La urgente necesidad de una cultura preventiva en el Perú

En el Perú, la prevención sigue siendo una deuda pendiente. A pesar de los constantes riesgos que enfrentamos como sociedad, desde emergencias sanitarias hasta desastres naturales o pérdidas familiares inesperadas, la cultura preventiva no termina de consolidarse en la conciencia colectiva del país.

Según datos del Ministerio de Economía y Finanzas, en 2024 sólo el 7,6% del presupuesto destinado al sector salud fue invertido en prevención. Esta cifra refleja no solo una limitada estrategia estatal, sino una tendencia preocupante: actuar cuando el daño ya está hecho.

La percepción ciudadana confirma esta realidad. Un informe de Ipsos publicado en mayo de 2025, titulado “Percepciones de los peruanos sobre el sistema de salud”, reveló que un 32% de la población identifica la escasa inversión en medicina preventiva como uno de los principales problemas del sistema. Sin embargo, esta ausencia de previsión no se limita al ámbito sanitario.

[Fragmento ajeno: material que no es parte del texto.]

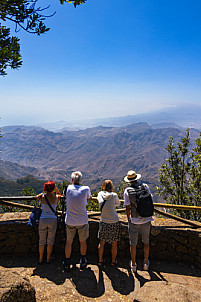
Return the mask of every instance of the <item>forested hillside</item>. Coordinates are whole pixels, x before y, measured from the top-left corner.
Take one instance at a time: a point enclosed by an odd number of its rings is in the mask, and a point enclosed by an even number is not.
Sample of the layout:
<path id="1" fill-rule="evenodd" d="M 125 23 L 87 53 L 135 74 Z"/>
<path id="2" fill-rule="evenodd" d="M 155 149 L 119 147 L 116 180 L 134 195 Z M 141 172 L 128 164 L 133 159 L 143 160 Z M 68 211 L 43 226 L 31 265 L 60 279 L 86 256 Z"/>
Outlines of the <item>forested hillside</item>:
<path id="1" fill-rule="evenodd" d="M 0 178 L 0 196 L 20 196 L 23 189 L 31 188 L 36 194 L 43 191 L 44 181 L 32 175 L 19 178 L 16 181 Z"/>

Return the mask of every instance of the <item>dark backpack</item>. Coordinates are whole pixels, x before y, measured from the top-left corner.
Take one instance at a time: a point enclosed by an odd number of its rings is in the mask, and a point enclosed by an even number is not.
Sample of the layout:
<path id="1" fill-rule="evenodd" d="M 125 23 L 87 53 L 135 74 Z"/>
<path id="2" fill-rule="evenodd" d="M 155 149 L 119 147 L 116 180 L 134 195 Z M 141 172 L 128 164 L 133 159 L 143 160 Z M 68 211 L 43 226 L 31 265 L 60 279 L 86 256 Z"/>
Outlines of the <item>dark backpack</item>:
<path id="1" fill-rule="evenodd" d="M 40 207 L 42 201 L 42 196 L 40 196 L 39 200 L 35 202 L 35 206 L 31 211 L 31 215 L 29 216 L 28 224 L 29 226 L 35 228 L 39 224 L 40 215 L 42 213 L 42 209 Z"/>
<path id="2" fill-rule="evenodd" d="M 34 207 L 31 215 L 29 216 L 28 225 L 31 227 L 36 227 L 39 224 L 39 219 L 41 215 L 42 209 L 39 207 Z"/>
<path id="3" fill-rule="evenodd" d="M 143 184 L 138 187 L 128 188 L 128 195 L 130 202 L 136 207 L 136 211 L 141 217 L 149 217 L 153 215 L 153 199 Z M 133 202 L 133 197 L 135 199 L 135 203 Z"/>

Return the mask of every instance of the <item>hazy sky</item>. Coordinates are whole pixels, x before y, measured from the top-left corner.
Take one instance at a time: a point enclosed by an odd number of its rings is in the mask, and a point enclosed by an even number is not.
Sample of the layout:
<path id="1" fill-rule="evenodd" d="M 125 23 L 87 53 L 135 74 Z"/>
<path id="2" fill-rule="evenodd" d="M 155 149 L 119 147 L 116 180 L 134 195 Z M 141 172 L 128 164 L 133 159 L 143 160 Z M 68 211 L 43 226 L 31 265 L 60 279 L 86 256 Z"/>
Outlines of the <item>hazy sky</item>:
<path id="1" fill-rule="evenodd" d="M 23 66 L 0 77 L 1 125 L 148 112 L 201 103 L 201 1 L 87 0 L 40 37 L 22 30 Z"/>

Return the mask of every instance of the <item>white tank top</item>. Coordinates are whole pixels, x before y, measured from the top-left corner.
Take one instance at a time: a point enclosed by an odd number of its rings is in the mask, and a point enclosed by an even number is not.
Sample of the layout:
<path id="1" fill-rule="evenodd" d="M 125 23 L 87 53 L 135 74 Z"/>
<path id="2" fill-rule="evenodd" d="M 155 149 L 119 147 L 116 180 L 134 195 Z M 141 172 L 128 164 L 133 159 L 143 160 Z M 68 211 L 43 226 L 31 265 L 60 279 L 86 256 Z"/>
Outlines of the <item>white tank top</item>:
<path id="1" fill-rule="evenodd" d="M 56 212 L 57 204 L 51 204 L 51 206 Z M 42 213 L 40 218 L 57 218 L 57 216 L 53 213 L 53 211 L 50 209 L 48 204 L 41 203 L 41 207 L 42 207 Z"/>

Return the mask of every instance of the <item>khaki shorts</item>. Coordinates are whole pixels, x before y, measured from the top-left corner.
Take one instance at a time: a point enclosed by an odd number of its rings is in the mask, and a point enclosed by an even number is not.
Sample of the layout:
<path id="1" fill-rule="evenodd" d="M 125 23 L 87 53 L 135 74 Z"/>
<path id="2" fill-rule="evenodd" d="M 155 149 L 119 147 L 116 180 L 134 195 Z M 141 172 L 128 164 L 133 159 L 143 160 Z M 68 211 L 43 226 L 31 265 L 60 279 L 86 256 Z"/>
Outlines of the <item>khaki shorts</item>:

Ya en 2023, la Asociación para el Fomento de la Infraestructura Nacional (AFIN) alertaba sobre la falta de cultura preventiva frente a desastres naturales. “Cuando ocurre la emergencia, volvemos al círculo vicioso, pero nadie se hace responsable de estas omisiones”, advirtió la entidad. Esta actitud reactiva se replica en otros sectores como educación, transporte, medio ambiente e incluso en un aspecto tan inevitable como la muerte.

La doctora Maritza Figueroa, psicóloga especialista en salud mental, sostiene que esta falta de prevención se vincula con un tema cultural más profundo. “En el Perú y en las culturas occidentales, hay una negación hacia la muerte. Eso genera angustia y desprotección. Si no hablamos del duelo, no estamos preparados ni para enfrentarlo”, explica.

Frente a este panorama, expertos en el sector exequial insisten en la importancia de tomar decisiones anticipadas. Paolo Olcese, socio de Grupo Muya y empresario con más de dos décadas en la gestión de parques cementerios, es enfático: “Es necesario anticiparse a lo inevitable y asegurar que, cuando llegue el momento, nuestros seres queridos no enfrenten trámites engorrosos ni preocupaciones económicas”.

Desde su experiencia, Olcese impulsa un enfoque que combine previsión, tranquilidad y dignidad: “Invertir en prevención no es un lujo ni un gasto extra. Prevenir es una necesidad y una responsabilidad. Desde Grupo Muya, a través de nuestra red de camposantos Esperanza Eterna, ofrecemos planes que brindan seguridad, protección financiera y flexibilidad, porque creemos firmemente que prevenir es amar”.

El reto de construir una cultura preventiva en el Perú es estructural. Implica romper con la normalización del riesgo, exigir una mayor inversión pública y fomentar una ciudadanía informada y participativa. Solo con un compromiso conjunto del Estado, el sector privado y la sociedad civil se podrá salir del círculo vicioso de la reacción tardía.

Prever no solo es vivir en paz. Es también una forma de cuidar, amar y dignificar cada etapa de la vida, incluida su final inevitable.